I've never used the API's -- only official MTA apps which presumably draw on
the same data source -- but it covers all trains, and the train times have
always seemed entirely accurate to me, if interpreted as "this is the minimum
time the next train could take to get to you, from its current distance".

The apps certainly do take account of altered service (same as Google Maps
does). Elevator closings are reported too, no crowdsourcing needed [1]. These
are all official, non-crowdsourced sources.

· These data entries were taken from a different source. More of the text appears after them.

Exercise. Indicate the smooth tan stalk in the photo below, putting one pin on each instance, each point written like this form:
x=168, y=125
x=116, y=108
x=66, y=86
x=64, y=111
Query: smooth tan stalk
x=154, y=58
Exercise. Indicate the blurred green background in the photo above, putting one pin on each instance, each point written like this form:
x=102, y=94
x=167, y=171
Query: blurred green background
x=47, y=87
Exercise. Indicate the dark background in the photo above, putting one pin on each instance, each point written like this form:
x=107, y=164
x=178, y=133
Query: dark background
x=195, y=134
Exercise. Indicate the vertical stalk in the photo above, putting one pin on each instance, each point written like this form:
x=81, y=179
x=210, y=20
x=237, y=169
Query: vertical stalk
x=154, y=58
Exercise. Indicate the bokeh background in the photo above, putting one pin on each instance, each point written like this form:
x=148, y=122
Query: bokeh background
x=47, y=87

Crowding is really the only interesting thing in my opinion -- but although I
don't know of any apps that do it, it seems relatively easy to deduce from
train history and known average hourly station usage per day, which is
predictable enough to give decent results. But I'm not sure how often this
provides value though -- how often is a station/train so crowded that you'll
choose a viable alternate means of transportation in advance? Not often, in my
experience, which is probably why apps don't offer it.

[1]
[https://advisory.mtanyct.info/EEoutage/EEOutageReport.aspx?S...](https://advisory.mtanyct.info/EEoutage/EEOutageReport.aspx?StationID=All)

------
nebrsjdbe
I saw a bunch of avatars over the map and was worried it was sharing my
location with other users. Got a google wave-esque chill. Couldn’t find
anything in settings to disable. Uninstalled.